Bei unserem ersten Treffen besprachen wir das grobe Konzept der Scheibe und waren uns sofort einig: ‚4801 South Indiana Avenue‘ soll eine Verneigung vor dem traditionellen Blues sein, gleichzeitig aber auch moderne Ansätze beinhalten. Ich sagte zu Joe: „Tolle Idee, aber vermutlich wird das kein einfaches Unterfangen.“

Hat Bonamassa dir konkret mitgeteilt, was er sich von dir auf diesem Album wünscht, beziehungsweise was er sich von der Zusammenarbeit generell erhofft?

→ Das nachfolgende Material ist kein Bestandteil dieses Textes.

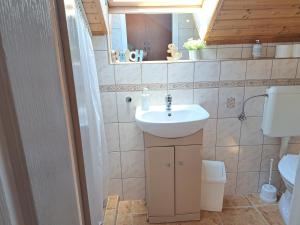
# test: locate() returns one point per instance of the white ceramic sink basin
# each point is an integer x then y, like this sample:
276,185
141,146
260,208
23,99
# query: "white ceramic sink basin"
183,121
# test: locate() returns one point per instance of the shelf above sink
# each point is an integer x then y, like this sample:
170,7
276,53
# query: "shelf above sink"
181,121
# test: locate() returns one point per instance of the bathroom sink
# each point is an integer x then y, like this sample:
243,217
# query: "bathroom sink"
182,120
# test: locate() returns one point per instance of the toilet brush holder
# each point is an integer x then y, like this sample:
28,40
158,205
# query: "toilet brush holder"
268,192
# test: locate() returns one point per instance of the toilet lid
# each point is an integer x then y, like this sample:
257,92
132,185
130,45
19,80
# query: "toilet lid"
288,166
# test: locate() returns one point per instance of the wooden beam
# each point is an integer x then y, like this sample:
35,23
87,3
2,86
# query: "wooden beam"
96,16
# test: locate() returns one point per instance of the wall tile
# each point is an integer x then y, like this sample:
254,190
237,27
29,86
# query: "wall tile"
270,151
134,188
126,110
250,158
184,96
229,53
247,52
284,68
230,101
112,136
180,72
157,97
131,137
230,157
208,99
271,51
208,53
247,182
228,132
233,70
115,187
154,73
105,71
255,106
185,20
183,35
115,165
259,69
133,164
207,71
230,184
208,152
109,107
264,179
251,133
271,140
210,133
128,74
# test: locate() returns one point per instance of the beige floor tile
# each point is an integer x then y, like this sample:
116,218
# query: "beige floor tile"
110,217
271,214
138,207
207,218
139,219
112,202
124,219
235,201
124,207
255,199
241,216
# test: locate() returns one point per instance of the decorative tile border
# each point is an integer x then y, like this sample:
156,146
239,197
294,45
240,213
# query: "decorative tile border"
199,85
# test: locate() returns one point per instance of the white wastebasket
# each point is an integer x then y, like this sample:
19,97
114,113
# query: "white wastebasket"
212,186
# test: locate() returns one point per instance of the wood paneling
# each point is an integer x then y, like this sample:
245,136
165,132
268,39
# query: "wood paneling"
95,16
244,21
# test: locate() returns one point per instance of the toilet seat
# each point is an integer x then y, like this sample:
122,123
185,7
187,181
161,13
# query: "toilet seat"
288,166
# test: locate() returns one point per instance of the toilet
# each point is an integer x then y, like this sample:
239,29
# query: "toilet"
287,167
281,118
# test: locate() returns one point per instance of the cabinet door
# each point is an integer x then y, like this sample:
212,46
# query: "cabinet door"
160,181
188,179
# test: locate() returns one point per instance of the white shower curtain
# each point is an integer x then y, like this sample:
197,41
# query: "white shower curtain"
89,107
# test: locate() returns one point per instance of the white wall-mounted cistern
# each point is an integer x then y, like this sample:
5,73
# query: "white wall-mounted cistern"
281,118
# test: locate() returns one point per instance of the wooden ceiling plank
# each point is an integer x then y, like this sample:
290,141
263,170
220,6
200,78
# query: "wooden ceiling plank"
90,7
258,14
253,32
260,4
256,23
251,39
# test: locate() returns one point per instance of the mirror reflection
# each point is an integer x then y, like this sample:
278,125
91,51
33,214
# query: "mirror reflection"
151,37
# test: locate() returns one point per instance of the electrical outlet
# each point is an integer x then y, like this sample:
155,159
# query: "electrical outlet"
230,103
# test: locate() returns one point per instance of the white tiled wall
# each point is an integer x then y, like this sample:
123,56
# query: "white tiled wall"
241,145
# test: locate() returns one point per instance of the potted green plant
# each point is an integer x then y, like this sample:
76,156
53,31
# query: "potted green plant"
193,46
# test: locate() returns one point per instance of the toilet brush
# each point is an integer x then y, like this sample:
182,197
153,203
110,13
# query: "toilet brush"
268,191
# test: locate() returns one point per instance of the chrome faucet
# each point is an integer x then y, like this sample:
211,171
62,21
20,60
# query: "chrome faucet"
168,102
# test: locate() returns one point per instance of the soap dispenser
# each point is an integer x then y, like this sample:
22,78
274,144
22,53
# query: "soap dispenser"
145,99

Joe sagte zu mir, dass er unbedingt meine Kraft, speziell auch die meines Gesangs, wie ich sie immer schon mal in einzelnen meiner Songs gezeigt habe, auf ein komplettes Album übertragen möchte. Er sagte: „Ich möchte, dass dein Gesang genauso stark ist wie dein Gitarrenspiel.“ Er war sich seiner Sache absolut sicher und meinte: „Vertrau mir! Ich habe ein klares Bild vor Augen, wie das Ergebnis klingen soll.“

Ich war natürlich total begeistert und antwortete: „Joe, keine Sorge, ich vertraue dir ganz und gar. Ich kenne deine Alben, ich verfolge schon seit vielen Jahren deine bewundernswerte Arbeitsmoral, und ich weiß, dass immer großartige Ergebnisse dabei herauskommen. Ich bin mir sicher, dass ich mich komplett auf deine Vision verlassen kann.“ So haben wir angefangen, und jetzt haben wir tatsächlich ein erstklassiges Album am Start, wie ich finde.

Von wem wurden die Songs ausgewählt?

Joe hatte ein paar konkrete Ideen, ihm ging es vor allem um einige legendäre Blues-Künstler. Gemeinsam hörten wir uns eine Reihe unterschiedlicher Songs an und entschieden dann, welche davon wir nehmen sollten. Das wichtigste Kriterium bei der Auswahl der Nummer lautete: Jeder Song soll sich von dem vorherigen grundlegend unterscheiden, er sollte einen unnachahmlichen Stil und eine eigene Botschaft haben.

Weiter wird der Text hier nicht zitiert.